The people who are most likely to appear in these kinds of stories [i.e., ones written by white journalists about black and Latinx communities] are the least likely to have a say in how those stories are told…. 
The implications of the media's representation problem could not be more clear. As race emerged as a central theme of the 2016 elections, crucial decisions about coverage were being made in institutions employing few of the people Donald Trump maligned. Euphemisms appeared when unblinking assessments of racism and religious bigotry were warranted. A persistent theme of "economic anxiety" was cited to explain away an animosity that was clearly connected to much darker objections. As a corollary to this, the work of journalists like Adam Serwer, Nikole Hannah-Jones, and Jamelle Bouie, which pointed to the centrality of racism as a motivating factor for Trump voters, came under attack. (Subsequent studies have validated their contentions.)

So much of what is at stake is the definition of "us", "ours" and "we". ...You don't have to be oppressed or come from a history of oppression to stand with the oppressed; you just have to have a definition of "we" that includes people of various points of origin and language and religious belief and sexual orientation and gender identity.

In case it's not clear, I think there are important lessons to be learned from commentary such as this about how Catholic journalists and Catholic groups ministering to LGBTQ people should be approaching the LGBTQ community (see here and here).  

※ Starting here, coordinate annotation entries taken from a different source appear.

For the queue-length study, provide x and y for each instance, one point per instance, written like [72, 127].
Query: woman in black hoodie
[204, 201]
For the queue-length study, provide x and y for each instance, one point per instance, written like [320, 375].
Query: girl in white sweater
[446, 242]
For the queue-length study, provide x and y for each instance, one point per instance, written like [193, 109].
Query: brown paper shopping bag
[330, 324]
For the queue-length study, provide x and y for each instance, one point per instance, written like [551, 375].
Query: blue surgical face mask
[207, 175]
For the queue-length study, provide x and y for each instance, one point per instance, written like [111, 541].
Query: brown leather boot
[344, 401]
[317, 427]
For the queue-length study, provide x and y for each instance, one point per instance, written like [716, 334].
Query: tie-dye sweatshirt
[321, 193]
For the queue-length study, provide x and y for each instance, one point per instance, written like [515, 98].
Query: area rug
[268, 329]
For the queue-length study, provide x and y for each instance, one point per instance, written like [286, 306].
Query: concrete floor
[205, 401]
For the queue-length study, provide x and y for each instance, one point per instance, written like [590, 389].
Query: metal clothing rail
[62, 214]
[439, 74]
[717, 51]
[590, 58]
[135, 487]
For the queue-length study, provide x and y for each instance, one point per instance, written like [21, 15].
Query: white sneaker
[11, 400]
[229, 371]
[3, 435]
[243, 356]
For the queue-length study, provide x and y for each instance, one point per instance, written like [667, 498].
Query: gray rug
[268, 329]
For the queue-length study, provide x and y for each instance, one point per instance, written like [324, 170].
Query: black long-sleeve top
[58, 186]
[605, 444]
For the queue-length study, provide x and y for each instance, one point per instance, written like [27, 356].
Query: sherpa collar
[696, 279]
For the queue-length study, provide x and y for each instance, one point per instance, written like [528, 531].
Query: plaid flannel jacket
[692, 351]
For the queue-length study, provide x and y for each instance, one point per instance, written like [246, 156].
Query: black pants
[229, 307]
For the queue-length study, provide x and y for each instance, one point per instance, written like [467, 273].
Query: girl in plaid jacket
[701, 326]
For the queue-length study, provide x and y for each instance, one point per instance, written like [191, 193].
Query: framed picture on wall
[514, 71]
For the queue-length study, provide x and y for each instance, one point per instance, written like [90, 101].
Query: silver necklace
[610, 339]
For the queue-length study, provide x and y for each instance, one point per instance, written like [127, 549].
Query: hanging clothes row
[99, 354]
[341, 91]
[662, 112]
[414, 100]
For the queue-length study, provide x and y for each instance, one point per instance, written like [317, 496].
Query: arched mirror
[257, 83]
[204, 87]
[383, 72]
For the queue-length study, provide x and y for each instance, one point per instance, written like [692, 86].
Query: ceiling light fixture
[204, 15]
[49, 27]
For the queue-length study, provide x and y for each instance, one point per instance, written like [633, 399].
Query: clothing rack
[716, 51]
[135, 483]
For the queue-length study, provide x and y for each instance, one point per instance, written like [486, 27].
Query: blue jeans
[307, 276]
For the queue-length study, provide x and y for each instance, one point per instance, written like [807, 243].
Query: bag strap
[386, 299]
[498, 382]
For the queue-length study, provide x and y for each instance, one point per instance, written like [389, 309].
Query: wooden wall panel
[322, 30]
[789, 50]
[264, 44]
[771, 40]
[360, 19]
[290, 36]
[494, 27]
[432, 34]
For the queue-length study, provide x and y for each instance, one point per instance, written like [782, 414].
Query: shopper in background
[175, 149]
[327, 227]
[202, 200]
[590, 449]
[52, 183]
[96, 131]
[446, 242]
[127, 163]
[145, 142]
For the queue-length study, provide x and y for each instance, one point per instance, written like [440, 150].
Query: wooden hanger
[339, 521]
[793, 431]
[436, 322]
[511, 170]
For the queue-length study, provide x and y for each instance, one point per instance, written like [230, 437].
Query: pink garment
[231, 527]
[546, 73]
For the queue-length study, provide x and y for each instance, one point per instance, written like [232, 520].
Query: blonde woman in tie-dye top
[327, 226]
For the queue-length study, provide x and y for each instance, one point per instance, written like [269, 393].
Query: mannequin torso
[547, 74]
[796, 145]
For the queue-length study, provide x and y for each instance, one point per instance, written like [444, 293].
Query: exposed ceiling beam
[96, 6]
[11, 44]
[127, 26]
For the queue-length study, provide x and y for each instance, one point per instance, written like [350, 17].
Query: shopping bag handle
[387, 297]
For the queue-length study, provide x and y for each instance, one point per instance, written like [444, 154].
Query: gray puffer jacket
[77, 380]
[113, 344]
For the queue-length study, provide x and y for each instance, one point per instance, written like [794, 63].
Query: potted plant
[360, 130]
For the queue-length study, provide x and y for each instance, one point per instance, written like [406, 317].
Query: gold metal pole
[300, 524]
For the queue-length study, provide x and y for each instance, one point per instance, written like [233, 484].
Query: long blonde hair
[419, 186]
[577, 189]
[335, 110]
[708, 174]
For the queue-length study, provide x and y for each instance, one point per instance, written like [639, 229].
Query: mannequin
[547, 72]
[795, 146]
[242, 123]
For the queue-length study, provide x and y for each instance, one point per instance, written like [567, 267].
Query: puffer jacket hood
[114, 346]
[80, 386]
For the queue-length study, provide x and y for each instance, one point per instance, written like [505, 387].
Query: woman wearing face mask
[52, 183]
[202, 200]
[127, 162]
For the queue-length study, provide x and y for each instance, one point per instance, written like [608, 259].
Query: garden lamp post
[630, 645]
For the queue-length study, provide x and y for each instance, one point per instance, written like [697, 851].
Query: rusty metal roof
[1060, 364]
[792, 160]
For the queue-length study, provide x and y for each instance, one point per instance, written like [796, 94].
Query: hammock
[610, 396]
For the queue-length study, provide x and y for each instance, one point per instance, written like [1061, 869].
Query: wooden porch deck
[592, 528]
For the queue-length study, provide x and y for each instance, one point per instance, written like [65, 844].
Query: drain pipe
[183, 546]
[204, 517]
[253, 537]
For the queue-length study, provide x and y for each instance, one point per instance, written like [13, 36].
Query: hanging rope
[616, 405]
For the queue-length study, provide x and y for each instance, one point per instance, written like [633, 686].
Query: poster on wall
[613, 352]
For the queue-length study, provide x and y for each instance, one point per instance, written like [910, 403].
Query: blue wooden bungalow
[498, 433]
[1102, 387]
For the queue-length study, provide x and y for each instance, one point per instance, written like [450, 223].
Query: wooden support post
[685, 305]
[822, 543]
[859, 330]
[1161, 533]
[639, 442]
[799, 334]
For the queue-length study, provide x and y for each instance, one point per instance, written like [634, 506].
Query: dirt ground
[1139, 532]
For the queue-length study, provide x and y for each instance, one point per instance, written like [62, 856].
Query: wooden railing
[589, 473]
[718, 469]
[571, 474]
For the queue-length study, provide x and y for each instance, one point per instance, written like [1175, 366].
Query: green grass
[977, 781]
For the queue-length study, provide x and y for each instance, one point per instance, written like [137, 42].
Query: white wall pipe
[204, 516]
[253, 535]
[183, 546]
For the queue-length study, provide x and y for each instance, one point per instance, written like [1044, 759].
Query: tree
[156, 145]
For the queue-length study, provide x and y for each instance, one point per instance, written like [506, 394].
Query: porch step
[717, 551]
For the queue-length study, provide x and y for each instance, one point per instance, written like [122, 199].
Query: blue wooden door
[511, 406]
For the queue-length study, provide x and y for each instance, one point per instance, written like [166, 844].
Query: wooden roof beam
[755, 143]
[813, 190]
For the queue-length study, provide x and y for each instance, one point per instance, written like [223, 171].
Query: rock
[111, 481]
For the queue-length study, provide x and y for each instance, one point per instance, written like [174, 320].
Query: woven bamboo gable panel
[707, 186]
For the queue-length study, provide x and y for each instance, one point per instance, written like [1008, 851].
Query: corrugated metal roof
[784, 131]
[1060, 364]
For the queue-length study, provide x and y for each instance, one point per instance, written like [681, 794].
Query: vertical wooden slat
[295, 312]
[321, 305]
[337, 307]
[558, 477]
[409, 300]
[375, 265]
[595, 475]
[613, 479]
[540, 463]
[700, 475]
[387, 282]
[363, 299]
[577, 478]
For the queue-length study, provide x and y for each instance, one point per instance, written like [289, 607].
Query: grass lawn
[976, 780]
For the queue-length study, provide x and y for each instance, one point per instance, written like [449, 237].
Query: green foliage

In case it's not perfectly obvious, I'm suggesting that the way in which the mainstream media have long shut out the voices of members of minority communities while reporting about those communities perfectly parallels how the Catholic media continue treating members of the queer community. And, no, I don't see myself co-opting a conversation about racial matters by insisting that there are parallels between that conversation and conversations about matters of sexual orientation. One can, after all, be concerned both about inclusion of racial minorities and about inclusion of sexual minorities.

In case I need to clarify, Jelani Cobb's statement that "[e]uphemisms appeared [in journalistic political analysis in 2016] when unblinking assessments of racism and religious bigotry were warranted" seems to me to be a point Catholic journalists need desperately to hear, as they comment on the current wave of homophobic hate roaring through the U.S. Catholic church — while they refuse even to use the word "hate" to describe what's happening.

What's happening to others and not to themselves. What's not happening to them because they themselves do not belong to the community whose members are the object of the current of hate.

Hate they do not want to recognize or talk about because they themselves do not have to deal with it in the direct way that those being hated have to do. Hate that hand-picked token representatives of the queer community who happen to live in sheltered enclaves also do not wish to speak openly about — because they are sheltered in various ways from the worst of the hate, and because they continue to want to depict the Catholic community as incapable of raw hatred.

Wide, meaningful, active listening would seek to draw more voices into the Catholic conversation as these realities are discussed — more voices of the community experiencing homophobic Catholic hate at present. And more voices that are not tokenist voices of elite cadres of the community experiencing this wave of hate — elite cadres sheltered by their social and ecclesial location from the worst of the hate.

But in my experience dealing with the U.S. Catholic media, it's much easier to talk about listening than to do it. Synod or no synod.